Pelanggan yang datang tentu merasa senang atas keuntungan yang didapat, terlebih jika mereka merupakan member VIP. Akan lebih banyak benefit yang mereka miliki.

Seperti sekarang karena hari Jum'at, sesuai dengan syariat di agamanya, Bimo membagikan sandwich secara gratis kepada pelanggannya yang datang mulai pukul tujuh hingga sepuluh pagi.

"Gue siap-siap dulu bro, lo ikut gue naik aja ke atas, nunggu di sana" ajak Bimo.

"Oke oke boleh, gue juga udah lama nggak mampir."

Selagi Bimo bersiap, Arjuna berjalan-jalan mengeliling taman dibelakang rumah. Ciri khas rumah di Bali dimana selalu ada pura didepan gerbang masuk, lalu disamping kanan kiri hingga belakang ada banyak tanaman yang membuat rumah terasa sejuk. Tak luput Bimo menambahkan air terjun mini di atas kolam ikan yang ada di sini.

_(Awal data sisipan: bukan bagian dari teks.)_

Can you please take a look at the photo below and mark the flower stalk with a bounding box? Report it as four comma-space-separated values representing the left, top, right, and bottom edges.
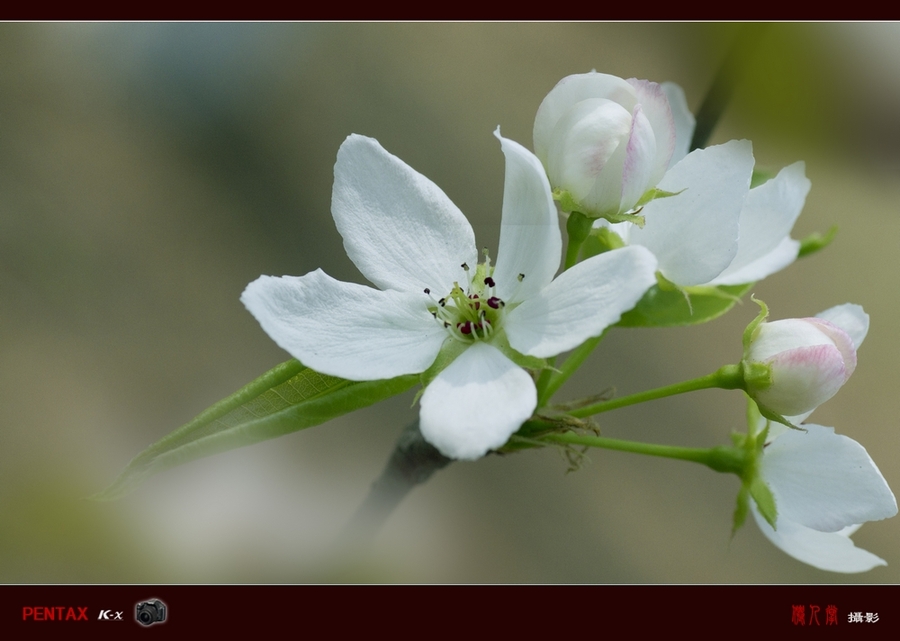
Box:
568, 365, 744, 418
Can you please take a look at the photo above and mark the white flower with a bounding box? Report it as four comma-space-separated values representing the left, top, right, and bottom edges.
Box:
744, 303, 869, 418
534, 73, 810, 287
751, 423, 897, 572
241, 130, 656, 459
534, 72, 694, 216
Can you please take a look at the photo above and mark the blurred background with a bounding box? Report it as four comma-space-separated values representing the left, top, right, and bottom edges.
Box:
0, 24, 900, 583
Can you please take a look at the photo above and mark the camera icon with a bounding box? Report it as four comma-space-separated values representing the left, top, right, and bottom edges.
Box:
134, 599, 166, 625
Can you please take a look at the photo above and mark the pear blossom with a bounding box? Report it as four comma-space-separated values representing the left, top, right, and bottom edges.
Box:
534, 73, 810, 287
241, 129, 656, 459
743, 303, 869, 422
751, 421, 897, 573
534, 72, 694, 217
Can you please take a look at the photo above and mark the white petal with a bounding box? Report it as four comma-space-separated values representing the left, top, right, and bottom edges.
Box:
241, 269, 447, 381
661, 82, 697, 167
709, 238, 800, 285
760, 424, 897, 532
503, 246, 656, 358
751, 504, 887, 574
626, 78, 677, 188
493, 127, 562, 304
747, 318, 849, 362
534, 72, 636, 163
816, 303, 869, 349
713, 162, 810, 284
331, 134, 478, 295
619, 105, 656, 211
546, 98, 631, 213
631, 140, 753, 286
419, 342, 537, 460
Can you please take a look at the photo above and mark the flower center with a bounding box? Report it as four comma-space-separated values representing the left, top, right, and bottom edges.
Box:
425, 251, 506, 343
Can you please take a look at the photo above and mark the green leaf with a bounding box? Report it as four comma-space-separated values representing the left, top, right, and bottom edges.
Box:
91, 360, 419, 501
618, 283, 754, 327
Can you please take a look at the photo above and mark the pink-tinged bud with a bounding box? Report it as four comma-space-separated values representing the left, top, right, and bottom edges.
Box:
744, 318, 856, 417
534, 72, 693, 217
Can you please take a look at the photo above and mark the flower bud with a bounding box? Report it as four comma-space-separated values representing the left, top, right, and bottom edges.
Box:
534, 72, 693, 217
743, 314, 868, 418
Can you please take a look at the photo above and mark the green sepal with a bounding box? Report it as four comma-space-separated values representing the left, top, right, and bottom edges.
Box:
491, 329, 558, 371
90, 359, 419, 501
749, 475, 778, 530
797, 225, 838, 258
731, 485, 750, 537
580, 227, 627, 260
566, 211, 594, 245
635, 187, 686, 208
741, 361, 772, 392
741, 296, 769, 356
553, 188, 648, 229
618, 282, 754, 327
750, 169, 775, 189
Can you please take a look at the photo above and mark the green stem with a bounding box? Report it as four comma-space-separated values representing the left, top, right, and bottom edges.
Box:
541, 432, 746, 476
538, 328, 609, 407
691, 22, 768, 151
565, 211, 594, 269
568, 365, 744, 418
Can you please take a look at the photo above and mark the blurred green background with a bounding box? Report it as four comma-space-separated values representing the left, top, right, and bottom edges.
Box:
0, 24, 900, 583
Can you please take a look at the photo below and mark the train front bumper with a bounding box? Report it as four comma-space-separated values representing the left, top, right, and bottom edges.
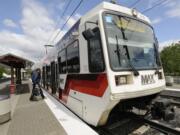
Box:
111, 86, 165, 100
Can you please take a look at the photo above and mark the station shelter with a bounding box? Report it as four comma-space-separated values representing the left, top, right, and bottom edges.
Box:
0, 53, 34, 93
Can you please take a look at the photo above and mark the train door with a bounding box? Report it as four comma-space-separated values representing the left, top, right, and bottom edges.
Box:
50, 61, 56, 94
42, 66, 46, 88
55, 63, 58, 95
46, 66, 50, 90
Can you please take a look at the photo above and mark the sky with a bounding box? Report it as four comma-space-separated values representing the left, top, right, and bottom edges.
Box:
0, 0, 180, 62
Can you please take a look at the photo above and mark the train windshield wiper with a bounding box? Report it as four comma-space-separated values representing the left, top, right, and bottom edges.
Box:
123, 45, 139, 76
114, 35, 121, 65
154, 43, 160, 74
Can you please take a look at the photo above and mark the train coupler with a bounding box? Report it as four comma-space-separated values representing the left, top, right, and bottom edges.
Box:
151, 98, 175, 121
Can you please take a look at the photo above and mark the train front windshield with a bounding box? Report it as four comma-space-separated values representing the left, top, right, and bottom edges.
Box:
104, 14, 160, 71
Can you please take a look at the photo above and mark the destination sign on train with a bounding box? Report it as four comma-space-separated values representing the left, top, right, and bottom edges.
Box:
115, 18, 145, 33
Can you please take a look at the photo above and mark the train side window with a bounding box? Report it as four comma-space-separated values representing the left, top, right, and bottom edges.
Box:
67, 41, 80, 73
58, 49, 66, 74
88, 28, 105, 72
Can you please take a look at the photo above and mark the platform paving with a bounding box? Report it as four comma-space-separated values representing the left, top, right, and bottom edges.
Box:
0, 81, 67, 135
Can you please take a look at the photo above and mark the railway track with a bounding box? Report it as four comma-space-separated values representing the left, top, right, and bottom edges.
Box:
96, 114, 180, 135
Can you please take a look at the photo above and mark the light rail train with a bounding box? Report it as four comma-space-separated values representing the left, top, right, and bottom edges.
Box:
42, 2, 165, 126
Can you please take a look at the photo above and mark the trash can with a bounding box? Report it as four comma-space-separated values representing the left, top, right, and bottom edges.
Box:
0, 88, 11, 124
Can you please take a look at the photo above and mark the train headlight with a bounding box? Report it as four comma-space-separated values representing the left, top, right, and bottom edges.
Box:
115, 75, 127, 85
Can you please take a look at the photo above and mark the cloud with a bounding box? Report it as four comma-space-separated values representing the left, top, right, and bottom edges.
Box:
0, 0, 55, 61
0, 0, 81, 61
165, 1, 180, 18
151, 18, 162, 25
3, 19, 17, 28
159, 39, 180, 51
66, 14, 81, 28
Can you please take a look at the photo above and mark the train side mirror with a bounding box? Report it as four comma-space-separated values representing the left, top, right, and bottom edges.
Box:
82, 28, 95, 40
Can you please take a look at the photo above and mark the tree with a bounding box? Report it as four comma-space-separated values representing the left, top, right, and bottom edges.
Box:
160, 43, 180, 75
0, 67, 6, 78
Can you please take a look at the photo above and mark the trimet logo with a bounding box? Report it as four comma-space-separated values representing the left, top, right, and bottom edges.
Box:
141, 74, 155, 85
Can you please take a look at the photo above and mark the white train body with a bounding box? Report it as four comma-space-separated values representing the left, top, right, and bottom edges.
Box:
41, 2, 165, 126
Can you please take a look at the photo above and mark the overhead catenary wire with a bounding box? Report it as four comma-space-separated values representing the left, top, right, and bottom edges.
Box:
142, 0, 168, 13
50, 0, 84, 41
129, 0, 141, 8
46, 0, 72, 44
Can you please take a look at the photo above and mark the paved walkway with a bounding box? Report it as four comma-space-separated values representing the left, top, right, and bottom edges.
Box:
0, 81, 67, 135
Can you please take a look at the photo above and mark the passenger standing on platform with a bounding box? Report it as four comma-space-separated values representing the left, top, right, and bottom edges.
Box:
30, 68, 45, 100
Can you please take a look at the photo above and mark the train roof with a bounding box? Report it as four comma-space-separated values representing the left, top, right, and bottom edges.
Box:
81, 2, 150, 23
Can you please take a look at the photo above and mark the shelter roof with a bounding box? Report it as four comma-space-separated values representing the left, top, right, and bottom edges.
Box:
0, 53, 34, 68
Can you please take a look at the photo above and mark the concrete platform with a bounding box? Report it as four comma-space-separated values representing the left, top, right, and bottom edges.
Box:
0, 81, 97, 135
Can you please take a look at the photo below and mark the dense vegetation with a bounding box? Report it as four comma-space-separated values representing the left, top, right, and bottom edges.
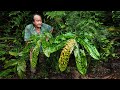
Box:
0, 11, 120, 78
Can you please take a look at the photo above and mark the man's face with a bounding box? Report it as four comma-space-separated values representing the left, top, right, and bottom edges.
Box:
33, 15, 42, 28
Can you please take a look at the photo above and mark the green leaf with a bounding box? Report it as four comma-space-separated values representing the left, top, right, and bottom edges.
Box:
0, 69, 14, 77
30, 40, 40, 69
0, 51, 6, 56
0, 57, 5, 61
4, 59, 18, 68
17, 60, 26, 78
9, 51, 19, 56
74, 43, 87, 75
78, 38, 100, 60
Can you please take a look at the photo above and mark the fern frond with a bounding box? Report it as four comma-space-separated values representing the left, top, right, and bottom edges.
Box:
59, 39, 76, 71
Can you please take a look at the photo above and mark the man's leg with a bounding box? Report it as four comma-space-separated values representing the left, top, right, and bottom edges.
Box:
30, 50, 36, 78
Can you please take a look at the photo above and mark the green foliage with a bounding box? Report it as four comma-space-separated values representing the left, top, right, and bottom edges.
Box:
0, 11, 120, 78
74, 43, 87, 75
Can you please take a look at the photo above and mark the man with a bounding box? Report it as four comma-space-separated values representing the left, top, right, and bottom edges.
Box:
24, 14, 53, 77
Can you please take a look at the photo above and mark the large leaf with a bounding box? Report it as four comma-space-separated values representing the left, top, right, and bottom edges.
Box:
0, 68, 14, 77
74, 43, 87, 75
58, 39, 75, 71
9, 51, 19, 56
54, 32, 75, 43
17, 60, 26, 78
42, 41, 66, 57
4, 59, 18, 68
78, 38, 100, 60
30, 40, 40, 69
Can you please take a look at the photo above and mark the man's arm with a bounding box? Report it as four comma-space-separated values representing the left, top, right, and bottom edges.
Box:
46, 28, 53, 41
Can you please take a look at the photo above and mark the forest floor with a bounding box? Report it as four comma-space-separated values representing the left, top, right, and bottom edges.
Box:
23, 59, 120, 79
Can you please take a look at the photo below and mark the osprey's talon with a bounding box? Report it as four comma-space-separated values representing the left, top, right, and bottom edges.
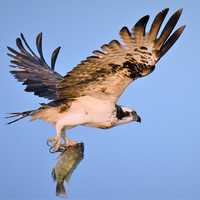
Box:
64, 137, 77, 147
47, 136, 61, 152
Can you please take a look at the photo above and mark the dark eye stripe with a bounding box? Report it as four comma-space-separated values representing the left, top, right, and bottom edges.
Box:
116, 105, 130, 119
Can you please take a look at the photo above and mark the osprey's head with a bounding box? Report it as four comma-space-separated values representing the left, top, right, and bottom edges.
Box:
116, 105, 141, 125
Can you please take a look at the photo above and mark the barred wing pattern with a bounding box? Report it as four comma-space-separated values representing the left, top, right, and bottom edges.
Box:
58, 9, 185, 102
8, 33, 63, 100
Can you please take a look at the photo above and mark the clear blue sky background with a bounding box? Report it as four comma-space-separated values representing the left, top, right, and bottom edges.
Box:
0, 0, 200, 200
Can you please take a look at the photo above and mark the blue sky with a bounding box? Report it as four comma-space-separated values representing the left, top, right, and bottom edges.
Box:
0, 0, 200, 200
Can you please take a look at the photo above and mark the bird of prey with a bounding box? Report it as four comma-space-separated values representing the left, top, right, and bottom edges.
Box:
8, 8, 185, 151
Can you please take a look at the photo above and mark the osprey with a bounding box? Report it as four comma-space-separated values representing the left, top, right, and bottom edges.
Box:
8, 8, 185, 151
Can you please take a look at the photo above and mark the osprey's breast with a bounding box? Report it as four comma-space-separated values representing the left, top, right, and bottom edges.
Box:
71, 96, 115, 128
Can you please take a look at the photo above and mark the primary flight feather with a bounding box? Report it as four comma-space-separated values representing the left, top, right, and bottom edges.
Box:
8, 9, 185, 151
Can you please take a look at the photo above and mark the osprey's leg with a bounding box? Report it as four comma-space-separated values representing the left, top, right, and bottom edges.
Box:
47, 126, 65, 152
63, 134, 77, 146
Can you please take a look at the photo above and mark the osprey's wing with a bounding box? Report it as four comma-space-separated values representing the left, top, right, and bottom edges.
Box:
8, 33, 63, 100
58, 9, 185, 102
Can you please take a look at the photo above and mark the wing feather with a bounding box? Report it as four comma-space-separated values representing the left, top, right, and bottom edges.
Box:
7, 33, 63, 100
58, 8, 184, 102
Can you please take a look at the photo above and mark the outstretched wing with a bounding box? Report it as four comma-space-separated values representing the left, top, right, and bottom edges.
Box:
58, 9, 185, 102
8, 33, 63, 100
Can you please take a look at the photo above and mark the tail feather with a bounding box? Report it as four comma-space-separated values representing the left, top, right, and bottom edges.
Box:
6, 110, 33, 124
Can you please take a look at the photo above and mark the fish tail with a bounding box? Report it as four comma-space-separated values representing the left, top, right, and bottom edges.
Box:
6, 110, 35, 124
56, 182, 67, 197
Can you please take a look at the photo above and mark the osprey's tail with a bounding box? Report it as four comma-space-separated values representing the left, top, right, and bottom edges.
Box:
6, 110, 36, 124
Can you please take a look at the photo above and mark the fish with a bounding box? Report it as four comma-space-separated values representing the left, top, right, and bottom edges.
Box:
51, 143, 84, 197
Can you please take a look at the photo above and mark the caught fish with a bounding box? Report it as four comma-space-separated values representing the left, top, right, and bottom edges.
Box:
52, 143, 84, 197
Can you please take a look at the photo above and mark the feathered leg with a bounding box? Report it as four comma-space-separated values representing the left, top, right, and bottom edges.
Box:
47, 124, 77, 152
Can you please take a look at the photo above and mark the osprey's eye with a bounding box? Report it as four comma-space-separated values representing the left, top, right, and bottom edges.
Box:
123, 111, 131, 117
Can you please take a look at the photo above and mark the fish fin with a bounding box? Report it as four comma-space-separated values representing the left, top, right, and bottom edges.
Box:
56, 182, 67, 197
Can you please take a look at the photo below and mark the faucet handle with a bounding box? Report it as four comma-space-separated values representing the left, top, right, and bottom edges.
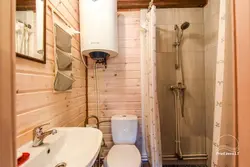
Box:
33, 123, 50, 140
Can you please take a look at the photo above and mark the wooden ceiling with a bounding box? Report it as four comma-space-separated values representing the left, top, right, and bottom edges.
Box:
16, 0, 207, 11
118, 0, 207, 9
16, 0, 36, 11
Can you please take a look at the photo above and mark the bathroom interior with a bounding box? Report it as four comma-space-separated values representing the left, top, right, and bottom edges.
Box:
0, 0, 245, 167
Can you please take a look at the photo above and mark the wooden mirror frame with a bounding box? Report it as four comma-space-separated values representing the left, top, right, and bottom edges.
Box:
16, 0, 47, 64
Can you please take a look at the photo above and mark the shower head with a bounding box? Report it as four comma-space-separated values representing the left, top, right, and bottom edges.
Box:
181, 22, 190, 31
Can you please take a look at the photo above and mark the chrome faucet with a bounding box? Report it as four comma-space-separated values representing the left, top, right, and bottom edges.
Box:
32, 123, 57, 147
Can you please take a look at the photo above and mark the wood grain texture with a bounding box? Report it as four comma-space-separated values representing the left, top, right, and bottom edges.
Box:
118, 0, 207, 9
88, 11, 142, 156
0, 1, 16, 167
234, 0, 250, 167
16, 0, 86, 147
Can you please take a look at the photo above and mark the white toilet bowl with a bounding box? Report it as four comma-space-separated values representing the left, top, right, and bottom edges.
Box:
104, 115, 141, 167
106, 145, 141, 167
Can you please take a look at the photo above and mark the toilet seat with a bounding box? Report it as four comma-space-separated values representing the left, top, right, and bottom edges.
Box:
107, 145, 141, 167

Andai saja jika rumahnya yang ada di Jogja bisa dibuat dengan arsitektur khas Bali seperti ini, pasti jika ia merindukan pulau ini dapat sedikit terobati. Arjuna juga menyukai gaya rumah di Bali yang terkesan sederhana namun memiliki makna khusus pada setiap elemennya, sama seperti gaya rumah di wilayah keraton.

Sekitar dua puluh lima menit waktu yang dihabiskan Arjuna untuk menunggu Bimo yang sedang bersiap. Bimo keluar dari rumahnya sudah dalam keadaan rapi, siap untuk menghabiskan waktu bersama dengan temannya itu.

Mereka berada di mobil sekarang dengan Bimo yang memegang kemudi."Mau kemana nih, Bim?"

"Gue ajak lo ketemu sama temen gue yang pebisnis juga, barangkali lo suatu saat pengen buka usaha di Bali. Itung-itung nambah relasi lo di sini, kalo lo kabur kan enak tuh temen lo nggak cuman gue doang hahaha" canda Bimo yang terlihat melirik Arjuna sejemang disampingnya.

"Hahaha anjir lo! Gue udah kabur yang ketiga kalinya, kayaknya room sama ibu udah nggak kaget dan bakal nyariin gue lagi."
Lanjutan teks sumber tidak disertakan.